Crayons.

Letters to my Sister in Japan — Day 75

He made me so angry I was seeing red

Dear Sister,

In twenty-three minutes, my oldest friend will be turning twenty-nine, and all I can think about is how he broke my favorite crayon. It is his favorite story from the early days of our friendship. He never forgets to bring it up when I’m eating dinner with him and his lovely family. That’s not my favorite story about us, though. My favorite story has less to do with crayons and more to do with recess.


It was the first day of third grade and Corey was one of the new kids in our G.A.T.E. class. He and I successfully tested into G.A.T.E. during the same year, but unfortunately for him, he had to transfer over from a different school, while I simply had to go to a different classroom.

I forgot that the very first day I met Corey, I volunteered to be his tour guide to our elementary school. It was at the beginning of class and he had to go to the bathroom. Ms. Hernandez asked the class if anyone wanted to show Corey around campus. I immediately raised my hand (I couldn’t tell you why) and, according to him, I gave him a thorough tour.

“You were very nice to me when we first met. Don’t you remember?” he once asked me when we were much, much older.

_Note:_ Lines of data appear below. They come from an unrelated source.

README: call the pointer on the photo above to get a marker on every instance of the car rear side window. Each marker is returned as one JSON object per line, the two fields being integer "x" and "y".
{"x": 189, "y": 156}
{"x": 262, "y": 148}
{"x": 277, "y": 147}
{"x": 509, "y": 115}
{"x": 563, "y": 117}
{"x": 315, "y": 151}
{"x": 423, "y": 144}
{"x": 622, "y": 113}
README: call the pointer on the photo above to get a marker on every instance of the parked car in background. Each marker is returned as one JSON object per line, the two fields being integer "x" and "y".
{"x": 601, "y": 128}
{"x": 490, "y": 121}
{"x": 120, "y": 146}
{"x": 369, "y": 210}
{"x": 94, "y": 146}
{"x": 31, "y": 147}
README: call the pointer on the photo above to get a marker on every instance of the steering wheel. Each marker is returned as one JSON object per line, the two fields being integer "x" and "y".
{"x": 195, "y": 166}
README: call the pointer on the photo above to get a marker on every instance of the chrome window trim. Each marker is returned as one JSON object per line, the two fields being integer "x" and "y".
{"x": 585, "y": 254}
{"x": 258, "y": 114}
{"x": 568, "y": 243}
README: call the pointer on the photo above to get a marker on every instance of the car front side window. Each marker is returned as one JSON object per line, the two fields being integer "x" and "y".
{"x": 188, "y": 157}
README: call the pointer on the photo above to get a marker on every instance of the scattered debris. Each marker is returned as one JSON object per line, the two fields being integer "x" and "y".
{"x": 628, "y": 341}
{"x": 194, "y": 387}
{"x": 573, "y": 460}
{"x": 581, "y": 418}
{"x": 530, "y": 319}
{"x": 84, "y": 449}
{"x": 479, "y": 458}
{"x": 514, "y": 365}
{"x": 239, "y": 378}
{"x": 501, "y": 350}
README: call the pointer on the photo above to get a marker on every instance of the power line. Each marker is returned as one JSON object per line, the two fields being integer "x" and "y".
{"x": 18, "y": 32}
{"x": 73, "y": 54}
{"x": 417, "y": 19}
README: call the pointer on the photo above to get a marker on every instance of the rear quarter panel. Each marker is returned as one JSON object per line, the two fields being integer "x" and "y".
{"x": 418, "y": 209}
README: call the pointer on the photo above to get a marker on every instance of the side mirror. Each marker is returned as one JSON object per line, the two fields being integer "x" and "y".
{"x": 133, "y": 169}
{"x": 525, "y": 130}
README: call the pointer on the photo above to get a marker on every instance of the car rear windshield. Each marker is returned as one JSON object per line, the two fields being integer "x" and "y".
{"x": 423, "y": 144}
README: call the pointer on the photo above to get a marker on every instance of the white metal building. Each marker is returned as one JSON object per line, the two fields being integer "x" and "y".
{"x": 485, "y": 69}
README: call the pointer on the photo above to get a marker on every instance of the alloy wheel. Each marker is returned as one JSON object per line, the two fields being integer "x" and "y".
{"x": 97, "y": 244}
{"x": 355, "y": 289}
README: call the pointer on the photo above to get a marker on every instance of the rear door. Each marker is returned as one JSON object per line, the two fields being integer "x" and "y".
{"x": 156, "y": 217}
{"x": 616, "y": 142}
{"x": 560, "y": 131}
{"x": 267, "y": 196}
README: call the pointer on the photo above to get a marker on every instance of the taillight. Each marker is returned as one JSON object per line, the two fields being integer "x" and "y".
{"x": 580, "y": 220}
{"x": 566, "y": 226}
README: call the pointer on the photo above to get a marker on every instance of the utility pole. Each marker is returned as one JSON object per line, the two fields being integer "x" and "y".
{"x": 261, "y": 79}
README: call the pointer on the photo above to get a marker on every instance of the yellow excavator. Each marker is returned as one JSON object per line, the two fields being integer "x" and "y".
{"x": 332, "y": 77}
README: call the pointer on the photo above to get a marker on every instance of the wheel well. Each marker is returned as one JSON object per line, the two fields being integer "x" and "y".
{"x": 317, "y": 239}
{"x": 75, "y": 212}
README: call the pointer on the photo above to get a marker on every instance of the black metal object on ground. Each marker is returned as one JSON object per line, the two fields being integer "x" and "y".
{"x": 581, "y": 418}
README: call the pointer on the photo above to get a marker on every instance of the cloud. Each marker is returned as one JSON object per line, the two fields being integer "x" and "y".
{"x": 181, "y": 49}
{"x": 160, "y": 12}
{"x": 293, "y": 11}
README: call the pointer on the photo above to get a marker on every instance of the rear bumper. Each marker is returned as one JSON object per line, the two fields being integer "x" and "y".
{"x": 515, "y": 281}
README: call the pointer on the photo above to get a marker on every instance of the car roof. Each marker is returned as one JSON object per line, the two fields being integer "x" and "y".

I have a hard time remembering the specifics of those early days, but I can describe some (very) general feelings from that time, and some tiny pieces of personal trivia that I must have honed in on and never let go. From there, I’ve filled in tiny memories that may or may not be true, but thinking about them makes them feel real. Like ripping out the pages of a coloring book, and running broad, crayon marks over the black-and-white line work, and calling the final product a satisfactory analog of a true photo.

This definitely happened though.

For starters, Corey always made me feel happy. I wish I could I tell you what about him made me feel happy, but all I remember was that we instantly clicked. He sat across from me so it was very easy to laugh at everything he said. We played the same games during recess so it was very easy to have fun with him. We liked the same cartoon shows and toys and video games, so it was very easy to share an experience because you could tell that there was genuine interest in what I had to say coming from the other side. For an eight-year-old, I didn’t need this explained to me though. It just all fell together naturally.

From this happiness, I was able to learn so much about him, and from what I learned about him, I was able to piece together some of my fondest images of that class. I remember lining up to go to outside, and on the wall, right next to where we stood, there were our pictures and our names and little facts about us right underneath. “Corey was born in Arizona. He likes pizza and plays soccer.” Another interesting fact is that he was the only person in that entire class to know that I was madly in love with Christina Brown. He was also the second fastest boy in our classroom, because I remember him running circles around everyone else and finishing early during our PE laps. At the risk of sounding creepier than I already am, I could go on.

But that’s the point, though. I respected and loved this kid so much, that bits and pieces of our friendship simply sublimated into the bigger picture of what third grade was to me. My only regret, and my favorite part of all this, is that I probably looked up to him a little too much.

There was a time when Corey and I would do nothing more than walk around the playground during recess and talk. Our topics mostly focused on the latest Spider-man episode, Beast Wars action figures, and at one point: Super Mario 64.

One day I caught Corey’s ear with tips and tricks I read in a Nintendo Power magazine, and I liked the way it made me feel. I had his full, undivided attention, and he kept asking me questions about Super Mario 64. So once I ran out of material, I lied. I made stuff up. I did what every shitty eight-year-old does on the playground, and I just made up stories of things I never did. Obviously, deep down, I just wanted him to like me. I think I understood that then, but as an eight-year-old, all I really wanted was for my friend to like me more, and for him to never find out that I was living a lie.

“Marco, do you remember when you lied to me about Super Mario 64? How you could get these different colored hats that make you do crazy things? Like, you told me there was a rainbow hat too. Dude, you’re such a pathological liar.”

Eventually, he did find out. And truth be told, those tall-tales permanently damaged my credibility and trustworthiness, in his eyes, for the rest of our lives. It hurts a bit, and it makes me cringe to retrace the steps of my sins, yet it’s still my favorite memory of us from that time. Why? Was it because I fooled him good?

No. It was because he saw me at my most desperate and most insecure — at that time, mind you — and he forgave me and continued to be my friend. A friendship that has lasted well over two decades, this year.


But what about his favorite story? The one where he broke my magic crayon? Well, maybe when you come back from Japan, sister, you can ask him about it. I’m sure he’ll bring it up anyways.